U.S. House of Representatives Gets to Work. Hours after the Buzz published on January 6, 2023, Representative Kevin McCarthy (R-CA) was elected Speaker of the House on the fifteenth round of voting. With that, members were sworn in and the House got to work this week. The House acted quickly this week by passing the Family and Small Business Taxpayer Protection Act (H.R. 23) by a vote of 221–210. The bill now heads to the U.S. Senate, where Majority Leader Charles Schumer (D-NY) will undoubtedly place it directly into his paper shredder. With Democrats in charge of both the White House and the Senate, this is likely to be a common occurrence throughout the next two years: the House passes a bill and pats itself on the back for doing so, only to have it die in the Senate.
Rep. Foxx in as Labor and Employment Committee Chair. This week, the Republican Steering Committee designated Representative Virginia Foxx (R-NC) as chair of the House Committee on Education and the Workforce. Foxx previously served as chair of the committee from 2017 to 2019 and served twice as the ranking member. (Because of this service, pursuant to Republican rules that prevent members from serving three consecutive terms as the chair or ranking member of a committee, she needed a waiver to take the gavel again.) Accordingly, Chair Foxx is very familiar with the current labor policy issues and activities at the U.S. Department of Labor (DOL) and the National Labor Relations Board (NLRB). Moreover, the committee has changed its name from the Committee on Education and Labor to the Committee on Education and the Workforce. Why the change? According to the committee:
The American workforce encompasses, or is built upon, many different components: independent contracting, blue-collar work, and franchise ownership to name a few. Using “labor” in the name of the Committee omits the important contributions of many segments of our economy and inadvertently ignores the dignity of the work of those individuals.
While this semantic back-and-forth is nothing new, it highlights the unique politics at play within the labor and employment policy debates.
EEOC Seeks Comment on Draft Strategic Enforcement Plan. On January 10, 2023, the U.S. Equal Employment Opportunity Commission (EEOC) released its draft Strategic Enforcement Plan for Fiscal Years 2023–2027. According to the draft document, “the EEOC’s Strategic Enforcement Plan is to focus and coordinate the agency’s work over a multiple fiscal year (FY) period to have a sustained impact in advancing equal employment opportunity.” Subject matter priorities in the draft plan include the following:
- Recruitment and hiring, including “the use of automated systems, including artificial intelligence or machine learning, to target job advertisements, recruit applicants, or make or assist in hiring decisions where such systems intentionally exclude or adversely impact protected groups”

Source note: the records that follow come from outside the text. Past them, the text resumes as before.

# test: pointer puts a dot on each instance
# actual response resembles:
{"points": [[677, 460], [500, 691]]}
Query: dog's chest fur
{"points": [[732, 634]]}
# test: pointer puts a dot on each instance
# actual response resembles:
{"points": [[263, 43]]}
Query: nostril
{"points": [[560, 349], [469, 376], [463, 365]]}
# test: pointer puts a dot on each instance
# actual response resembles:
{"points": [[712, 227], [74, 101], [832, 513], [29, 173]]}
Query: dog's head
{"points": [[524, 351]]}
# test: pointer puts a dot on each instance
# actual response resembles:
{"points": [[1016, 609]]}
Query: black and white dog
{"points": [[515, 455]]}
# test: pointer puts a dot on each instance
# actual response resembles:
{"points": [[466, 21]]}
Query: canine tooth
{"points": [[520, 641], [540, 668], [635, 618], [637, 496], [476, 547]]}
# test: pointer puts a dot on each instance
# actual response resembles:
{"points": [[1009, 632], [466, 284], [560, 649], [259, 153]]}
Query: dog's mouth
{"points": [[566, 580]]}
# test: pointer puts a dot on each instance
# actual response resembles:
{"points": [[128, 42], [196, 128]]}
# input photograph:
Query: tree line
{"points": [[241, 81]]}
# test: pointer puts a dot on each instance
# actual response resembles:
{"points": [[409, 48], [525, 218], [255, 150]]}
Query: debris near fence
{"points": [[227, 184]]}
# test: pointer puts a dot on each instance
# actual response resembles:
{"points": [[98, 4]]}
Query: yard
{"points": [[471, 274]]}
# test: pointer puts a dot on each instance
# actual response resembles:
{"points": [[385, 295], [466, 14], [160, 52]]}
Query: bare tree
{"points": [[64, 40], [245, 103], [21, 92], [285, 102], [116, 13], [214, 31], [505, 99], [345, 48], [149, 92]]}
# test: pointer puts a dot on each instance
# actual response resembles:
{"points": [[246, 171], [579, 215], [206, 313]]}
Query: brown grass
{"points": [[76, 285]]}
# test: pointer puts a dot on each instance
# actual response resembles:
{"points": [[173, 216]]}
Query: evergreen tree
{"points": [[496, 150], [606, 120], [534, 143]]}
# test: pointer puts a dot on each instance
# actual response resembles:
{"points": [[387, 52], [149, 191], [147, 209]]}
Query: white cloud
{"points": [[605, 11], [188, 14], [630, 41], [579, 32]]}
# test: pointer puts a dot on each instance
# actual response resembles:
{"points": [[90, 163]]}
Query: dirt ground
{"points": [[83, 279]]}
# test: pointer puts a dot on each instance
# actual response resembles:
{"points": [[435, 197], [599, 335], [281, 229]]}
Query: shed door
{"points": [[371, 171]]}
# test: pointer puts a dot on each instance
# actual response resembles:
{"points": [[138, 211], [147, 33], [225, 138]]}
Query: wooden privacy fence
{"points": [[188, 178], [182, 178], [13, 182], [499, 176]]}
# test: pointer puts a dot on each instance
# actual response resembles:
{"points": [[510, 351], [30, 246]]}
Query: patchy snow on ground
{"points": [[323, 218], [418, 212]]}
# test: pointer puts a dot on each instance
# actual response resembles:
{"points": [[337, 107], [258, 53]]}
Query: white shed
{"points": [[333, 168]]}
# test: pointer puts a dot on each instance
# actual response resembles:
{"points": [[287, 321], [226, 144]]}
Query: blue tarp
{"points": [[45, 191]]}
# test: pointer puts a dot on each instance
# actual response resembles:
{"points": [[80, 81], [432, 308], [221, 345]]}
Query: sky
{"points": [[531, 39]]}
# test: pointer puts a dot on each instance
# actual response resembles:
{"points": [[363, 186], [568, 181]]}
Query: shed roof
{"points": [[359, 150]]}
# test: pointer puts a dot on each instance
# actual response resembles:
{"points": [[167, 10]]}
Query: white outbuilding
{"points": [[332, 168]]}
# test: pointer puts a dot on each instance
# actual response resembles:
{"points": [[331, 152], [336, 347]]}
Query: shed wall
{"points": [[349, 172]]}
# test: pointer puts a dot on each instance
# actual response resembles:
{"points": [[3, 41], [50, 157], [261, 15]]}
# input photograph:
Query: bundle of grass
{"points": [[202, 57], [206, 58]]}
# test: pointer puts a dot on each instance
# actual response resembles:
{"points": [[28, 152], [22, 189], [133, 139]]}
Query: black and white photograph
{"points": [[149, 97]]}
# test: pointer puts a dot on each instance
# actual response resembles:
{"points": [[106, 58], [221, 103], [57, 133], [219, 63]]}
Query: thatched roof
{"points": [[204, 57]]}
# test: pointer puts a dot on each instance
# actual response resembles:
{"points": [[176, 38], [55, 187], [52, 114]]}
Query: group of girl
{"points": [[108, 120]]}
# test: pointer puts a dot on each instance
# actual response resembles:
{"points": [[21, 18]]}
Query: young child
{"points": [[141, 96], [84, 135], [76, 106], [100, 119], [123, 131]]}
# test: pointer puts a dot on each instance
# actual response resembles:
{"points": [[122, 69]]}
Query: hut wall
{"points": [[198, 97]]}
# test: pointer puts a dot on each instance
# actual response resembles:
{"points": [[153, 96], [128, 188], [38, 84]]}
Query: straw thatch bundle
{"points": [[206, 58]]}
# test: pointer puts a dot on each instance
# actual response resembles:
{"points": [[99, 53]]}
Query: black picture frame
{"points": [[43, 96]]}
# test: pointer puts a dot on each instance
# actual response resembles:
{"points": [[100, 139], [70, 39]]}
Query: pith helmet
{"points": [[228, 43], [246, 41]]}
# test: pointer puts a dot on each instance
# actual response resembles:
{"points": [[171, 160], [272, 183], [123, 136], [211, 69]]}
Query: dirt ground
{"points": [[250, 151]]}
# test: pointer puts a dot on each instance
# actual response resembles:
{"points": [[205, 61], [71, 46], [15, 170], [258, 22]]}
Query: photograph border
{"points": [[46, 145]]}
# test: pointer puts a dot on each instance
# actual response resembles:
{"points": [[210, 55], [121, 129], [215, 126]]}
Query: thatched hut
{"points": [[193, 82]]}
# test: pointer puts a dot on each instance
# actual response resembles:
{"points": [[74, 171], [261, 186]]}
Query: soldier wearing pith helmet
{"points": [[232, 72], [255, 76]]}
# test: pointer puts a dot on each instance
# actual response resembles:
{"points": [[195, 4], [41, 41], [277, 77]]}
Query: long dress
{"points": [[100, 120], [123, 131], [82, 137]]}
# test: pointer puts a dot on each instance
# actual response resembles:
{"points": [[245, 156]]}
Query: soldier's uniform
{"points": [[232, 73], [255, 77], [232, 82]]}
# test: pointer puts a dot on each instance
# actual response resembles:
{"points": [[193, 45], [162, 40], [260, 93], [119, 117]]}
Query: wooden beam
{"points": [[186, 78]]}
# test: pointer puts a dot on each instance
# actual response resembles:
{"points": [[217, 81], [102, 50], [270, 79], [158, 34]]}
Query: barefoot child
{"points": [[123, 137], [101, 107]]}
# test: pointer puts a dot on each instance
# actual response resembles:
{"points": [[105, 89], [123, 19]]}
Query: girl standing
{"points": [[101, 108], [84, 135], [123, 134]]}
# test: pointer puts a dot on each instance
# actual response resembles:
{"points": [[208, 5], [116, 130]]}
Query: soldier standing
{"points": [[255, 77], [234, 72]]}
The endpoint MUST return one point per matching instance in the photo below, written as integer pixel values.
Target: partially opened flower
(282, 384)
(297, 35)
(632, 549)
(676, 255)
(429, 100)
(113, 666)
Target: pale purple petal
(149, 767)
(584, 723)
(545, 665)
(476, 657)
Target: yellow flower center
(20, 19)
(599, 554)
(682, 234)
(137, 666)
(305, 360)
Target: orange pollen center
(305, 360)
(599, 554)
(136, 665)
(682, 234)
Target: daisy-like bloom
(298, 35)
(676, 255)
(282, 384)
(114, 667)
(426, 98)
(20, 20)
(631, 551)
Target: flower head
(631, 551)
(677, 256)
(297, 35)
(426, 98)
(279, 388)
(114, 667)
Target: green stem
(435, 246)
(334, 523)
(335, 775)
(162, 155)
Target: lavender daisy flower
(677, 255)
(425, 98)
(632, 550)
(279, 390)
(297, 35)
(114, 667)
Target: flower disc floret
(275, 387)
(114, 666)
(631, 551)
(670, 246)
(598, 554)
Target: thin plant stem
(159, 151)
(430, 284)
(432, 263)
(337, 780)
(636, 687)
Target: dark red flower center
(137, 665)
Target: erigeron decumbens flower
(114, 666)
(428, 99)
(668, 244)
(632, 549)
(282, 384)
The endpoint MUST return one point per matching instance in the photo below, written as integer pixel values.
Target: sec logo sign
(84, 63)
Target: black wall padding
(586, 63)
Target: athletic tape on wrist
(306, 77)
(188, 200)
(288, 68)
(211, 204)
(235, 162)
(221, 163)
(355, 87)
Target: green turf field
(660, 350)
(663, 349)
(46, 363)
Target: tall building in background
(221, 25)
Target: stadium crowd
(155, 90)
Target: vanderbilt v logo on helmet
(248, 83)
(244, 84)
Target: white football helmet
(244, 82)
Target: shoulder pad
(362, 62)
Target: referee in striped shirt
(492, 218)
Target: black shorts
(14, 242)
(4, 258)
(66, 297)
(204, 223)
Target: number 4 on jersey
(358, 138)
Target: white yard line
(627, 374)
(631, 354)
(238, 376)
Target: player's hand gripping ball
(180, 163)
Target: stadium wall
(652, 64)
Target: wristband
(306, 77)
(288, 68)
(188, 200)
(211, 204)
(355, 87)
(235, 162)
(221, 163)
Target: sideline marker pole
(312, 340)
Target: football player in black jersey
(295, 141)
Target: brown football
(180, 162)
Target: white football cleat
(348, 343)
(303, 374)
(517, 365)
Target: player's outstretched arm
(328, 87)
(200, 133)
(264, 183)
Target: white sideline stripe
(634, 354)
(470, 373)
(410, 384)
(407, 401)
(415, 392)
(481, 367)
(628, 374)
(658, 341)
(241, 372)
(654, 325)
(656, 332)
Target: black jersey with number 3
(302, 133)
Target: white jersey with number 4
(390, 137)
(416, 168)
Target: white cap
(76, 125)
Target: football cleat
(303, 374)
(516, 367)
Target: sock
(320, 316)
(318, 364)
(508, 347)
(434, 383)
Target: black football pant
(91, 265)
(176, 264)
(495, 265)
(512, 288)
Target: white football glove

- Pregnancy discrimination, including “enforcing the provisions of the newly enacted Pregnant Workers Fairness Act”
- Current events and issues, which encompasses “[a]ddressing discrimination influenced by or arising as backlash in response to local, national or global events”
- COVID-19, which remains an issue, prompting the EEOC to focus on “[e]mployment discrimination associated with the COVID-19 pandemic and other threats to public health”
- Equal pay enforcement, particularly through the use of directed investigations and commissioner charges
- Arbitration provisions and “overly broad waivers, releases, non-disclosure agreements, or non-disparagement agreements”
Comments on the draft strategic enforcement plan are due by February 9, 2023.
EEOC Noms Hope Second Time Is the Charm. Speaking of the EEOC, President Biden has renominated Kalpana Kotagal to serve on the Commission and Karla Gilbride to be its general counsel. Both Kotagal and Gilbride were nominated in 2022 but failed to advance through the Senate prior to the adjournment of the 117th Congress. If confirmed, Kotagal will give Democrats their first majority on the Commission since 2019, and Gilbride will fill a general counsel seat that has been open since March 2021.
Building in D.C.? It’s a Mystery. This week, Washington, D.C., Mayor Muriel Bowser unveiled the city’s 2023–2027 Economic Development Strategy. As part of the goal to grow the city, the strategy calls for the addition of 7 million square feet of residential units. Of course, this is easier said than done, in large part because Washington, D.C.’s building height restrictions make it challenging to build “up.” These restrictions were set forth by the U.S. Congress in the Height of Buildings Act of 1910. Originally enacted in 1899, the act was amended in 1910 to limit the maximum height of buildings to 130 feet on commercial streets (160 feet for Pennsylvania Avenue between the U.S. Capitol and the White House) and 90 feet on residential streets. (Of course, the act has been amended over the years to provide for specific exemptions.) Contrary to popular opinion, these height limitations were not designed to keep buildings below the level of the U.S. Capitol or Washington Monument. Rather, the rumor is that they were originally based on safety considerations and the inability of firefighting equipment to reach beyond certain heights at the time.